I need to learn how to properly Protect all Cookies and Sessions from any type of hack attempt. If you can show me examples, will be much help!
1. okay first of all if your talking about security.. then forget about cookies.. session will be the key in security.. just a simple session array will do. 2. upon creating of session array make sure form variables are safe from injections (mysql_real_escape_string, etc...) 3. use one session variable as possible make it an array
Funny you say this since a cookie set without a timelimit is treated as a session cookie.. and yes sessions are stored as cookies in the browser.. Also for maximum security store as little information as possible in the session/cookie.. better that you give the user a "key" and store all information in a database or a cache file..
Indeed, store as little information as possible. And I already store all information in a database. But how would I go about assigning a key, to see if they are logged in or not without storing there username into a session that verifies them through out the site? and be secure from session/cookie thefts!
that i didnt know.. for sure huh? hmm... when i create sessions here in my local its actually creating under localhost's directory, and for that i believed that i will create on the server side.. thanks for that info.. how about you didnt configure session timelimit?
I set the expiration date in database.. so the server controls if it´s expired.. not the browser.. after Xmin the key i set i useless.. For even more security i´ve got a few other tricks.. 1, Change Key every connections the user does.. 2, Connect the key to an IP.. So even if you manage to steal the cookie you need to be on same IP and connect before the other person.
I also use those tricks, and massively link hashes and keys to IPs. A simple md5() with a rather complex salt will do. Just remember NEVER to md5() the md5(). I mean, do NOT do this: $securityhash=md5(md5($ip)); PHP: Since, provided you have a good salt, it will only reduce your security level (you're md5'ing a 32-char string instead of your secure & complex salt)
Sanitize all inputs. Everywhere. Even places you think aren't necessary. Store as little as possible clientside - if possible just hand out completely hashed keys, don't let the client get a cookie like 'userid=199241' or 'username=hello'. Do as much as possible server side - do not trust any part of the client at all. Hash IP, useragent, etc., all into the cookie if possible and drop session if ANY changes. The client is extremely hostile territory and is not to be trusted. Use salted SHA512 instead of md5. Use time-based XSRF tokens on each form that change every single reload (forums, login page, etc) If a client sends a bad key, log it. Have session cookies change every single page - if cookies are stolen by a third party, and the legit user browses another page, the old cookies are useless.
I use the same trick, but sometimes it is not best way to do. I mean the situation when ISP works like proxy. Some ISP can use several gateways to send traffic from visitor to server. It means that your visitor can log in using one IP-address (for example: 100.100.100.93), but next request will be sent from another IP (for example: 100.100.100.98) - in this case session will be lost.
Wouldn't checking the browser, ip etc on every page load slow the server down? I mean I have over 500 users online at once on my gaming site, right now they each have a key stored in the database which is md5(time+email+password). It never changes. Session stealing is pretty easy, but I've managed to secure my site against XSS. What do you think?

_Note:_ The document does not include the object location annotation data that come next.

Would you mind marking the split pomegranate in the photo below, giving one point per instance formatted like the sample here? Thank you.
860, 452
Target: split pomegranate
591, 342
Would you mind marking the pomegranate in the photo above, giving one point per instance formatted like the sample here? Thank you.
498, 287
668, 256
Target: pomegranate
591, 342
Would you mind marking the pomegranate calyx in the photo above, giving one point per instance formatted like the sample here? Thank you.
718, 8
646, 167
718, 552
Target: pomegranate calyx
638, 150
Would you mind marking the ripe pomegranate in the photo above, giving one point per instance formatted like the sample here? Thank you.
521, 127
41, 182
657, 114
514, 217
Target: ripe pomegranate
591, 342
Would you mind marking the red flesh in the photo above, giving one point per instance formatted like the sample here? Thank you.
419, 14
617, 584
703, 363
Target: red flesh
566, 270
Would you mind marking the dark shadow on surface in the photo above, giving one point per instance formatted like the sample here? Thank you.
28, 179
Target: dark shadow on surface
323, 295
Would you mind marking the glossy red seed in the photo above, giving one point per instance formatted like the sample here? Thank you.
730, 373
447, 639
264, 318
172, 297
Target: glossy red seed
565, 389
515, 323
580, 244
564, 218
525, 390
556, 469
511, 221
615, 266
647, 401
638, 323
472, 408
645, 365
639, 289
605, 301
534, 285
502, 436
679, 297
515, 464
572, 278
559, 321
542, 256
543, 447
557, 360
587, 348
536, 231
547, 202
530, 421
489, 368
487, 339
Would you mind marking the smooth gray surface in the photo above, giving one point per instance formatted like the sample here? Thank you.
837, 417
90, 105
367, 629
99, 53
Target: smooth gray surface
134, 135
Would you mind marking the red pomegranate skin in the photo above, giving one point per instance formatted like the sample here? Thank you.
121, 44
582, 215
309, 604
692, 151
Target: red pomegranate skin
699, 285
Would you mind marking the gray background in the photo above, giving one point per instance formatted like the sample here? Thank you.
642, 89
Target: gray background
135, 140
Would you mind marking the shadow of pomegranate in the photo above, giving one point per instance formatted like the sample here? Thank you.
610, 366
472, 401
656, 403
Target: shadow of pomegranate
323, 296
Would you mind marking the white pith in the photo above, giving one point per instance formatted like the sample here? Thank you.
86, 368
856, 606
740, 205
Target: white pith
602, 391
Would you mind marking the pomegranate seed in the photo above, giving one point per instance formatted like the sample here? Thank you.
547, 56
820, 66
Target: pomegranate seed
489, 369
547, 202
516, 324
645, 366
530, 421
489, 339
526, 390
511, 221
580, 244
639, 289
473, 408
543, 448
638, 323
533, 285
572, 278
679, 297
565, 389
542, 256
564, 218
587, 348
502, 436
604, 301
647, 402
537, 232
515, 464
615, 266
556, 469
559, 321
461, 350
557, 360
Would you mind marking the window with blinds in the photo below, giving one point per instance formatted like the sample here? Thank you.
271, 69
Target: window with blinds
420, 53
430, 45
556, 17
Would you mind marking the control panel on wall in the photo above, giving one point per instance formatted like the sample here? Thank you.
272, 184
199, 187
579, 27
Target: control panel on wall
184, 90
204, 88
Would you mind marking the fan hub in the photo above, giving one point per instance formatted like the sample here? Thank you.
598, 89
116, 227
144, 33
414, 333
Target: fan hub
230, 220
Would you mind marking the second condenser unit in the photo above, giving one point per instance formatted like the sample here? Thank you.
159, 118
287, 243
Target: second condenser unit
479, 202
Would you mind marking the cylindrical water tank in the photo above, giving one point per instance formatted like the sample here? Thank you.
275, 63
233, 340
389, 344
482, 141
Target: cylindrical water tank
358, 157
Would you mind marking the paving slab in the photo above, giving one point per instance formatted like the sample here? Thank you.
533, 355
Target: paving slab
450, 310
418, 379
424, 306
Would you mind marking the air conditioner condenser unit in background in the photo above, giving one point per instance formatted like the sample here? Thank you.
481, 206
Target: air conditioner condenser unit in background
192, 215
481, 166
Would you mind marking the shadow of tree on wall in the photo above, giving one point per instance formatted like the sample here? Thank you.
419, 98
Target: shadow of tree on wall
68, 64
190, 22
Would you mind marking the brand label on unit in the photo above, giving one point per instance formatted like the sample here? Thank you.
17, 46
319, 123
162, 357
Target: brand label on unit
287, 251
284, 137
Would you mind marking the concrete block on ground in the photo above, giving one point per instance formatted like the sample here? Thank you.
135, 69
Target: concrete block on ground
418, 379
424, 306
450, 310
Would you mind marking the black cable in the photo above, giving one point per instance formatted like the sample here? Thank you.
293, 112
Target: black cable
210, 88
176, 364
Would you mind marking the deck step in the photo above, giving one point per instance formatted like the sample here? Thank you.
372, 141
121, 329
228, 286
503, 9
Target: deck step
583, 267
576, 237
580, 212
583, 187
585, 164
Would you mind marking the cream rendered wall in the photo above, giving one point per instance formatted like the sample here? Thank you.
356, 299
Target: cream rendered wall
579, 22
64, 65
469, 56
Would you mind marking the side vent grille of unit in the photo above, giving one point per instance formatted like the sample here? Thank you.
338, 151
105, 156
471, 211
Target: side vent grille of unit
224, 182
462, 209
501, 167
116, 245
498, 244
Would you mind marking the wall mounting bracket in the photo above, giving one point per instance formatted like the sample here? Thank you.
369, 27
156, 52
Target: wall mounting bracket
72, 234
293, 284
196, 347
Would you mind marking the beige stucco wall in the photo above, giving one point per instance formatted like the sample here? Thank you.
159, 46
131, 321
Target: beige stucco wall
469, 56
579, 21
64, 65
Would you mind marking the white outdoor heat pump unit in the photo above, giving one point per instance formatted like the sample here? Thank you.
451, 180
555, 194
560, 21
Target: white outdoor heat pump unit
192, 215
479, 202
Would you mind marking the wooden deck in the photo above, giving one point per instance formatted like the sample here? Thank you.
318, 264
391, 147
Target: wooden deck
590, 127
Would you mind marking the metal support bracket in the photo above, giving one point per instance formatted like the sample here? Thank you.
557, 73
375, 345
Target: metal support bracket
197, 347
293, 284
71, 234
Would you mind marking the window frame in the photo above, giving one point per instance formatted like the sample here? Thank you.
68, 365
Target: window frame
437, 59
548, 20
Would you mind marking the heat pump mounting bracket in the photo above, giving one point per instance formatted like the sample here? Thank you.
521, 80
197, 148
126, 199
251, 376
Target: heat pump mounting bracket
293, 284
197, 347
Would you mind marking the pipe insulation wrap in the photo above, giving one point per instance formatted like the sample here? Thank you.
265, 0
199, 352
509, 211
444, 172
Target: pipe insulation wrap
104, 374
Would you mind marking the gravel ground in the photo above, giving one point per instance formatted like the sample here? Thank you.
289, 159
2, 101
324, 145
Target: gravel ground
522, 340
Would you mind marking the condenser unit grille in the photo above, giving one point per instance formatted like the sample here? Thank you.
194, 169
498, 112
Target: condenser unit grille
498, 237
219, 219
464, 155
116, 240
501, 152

I've personally, have stored a key based off the session key which is encrypted into md5 and 512 and 256 an, will log both users out if the key is duplicated. Meaing no two users can have the same key. Not only this the key changes on every load. Making it almost impossible to hack. Using Ip is bad, as with php more then one person can actually have the same ip because of the router
It's sent every pageload, why would it be slower than a single db query? It's not just XSS btw - you can trick a user into typing a javascript: link and it would expose your cookies. Don't forget human retardism in addition to technical means. My webapps all have multiple keys (3 cookies) and change per pageload and there isn't much of an impact serverside.
I think it's just the session ID that's stored in a Cookie not the session information (normally), the actual session data is stored on the server as far as I know, this is why some auth systems and stuff can work with cookies disabled if there is a SID in the URL.
You are correct. The key is to validate session information as people move throughout your site, so my suggestion would be create a sess_check function that is called at the top of your pages to validate the info
Indeed, so as long as you dont store sensitive information in Cookies like passwords with no encryption your being fairly secure, also a good idea to check cookies havnt been stolen by checking the IP address in the cookie against the request if you can.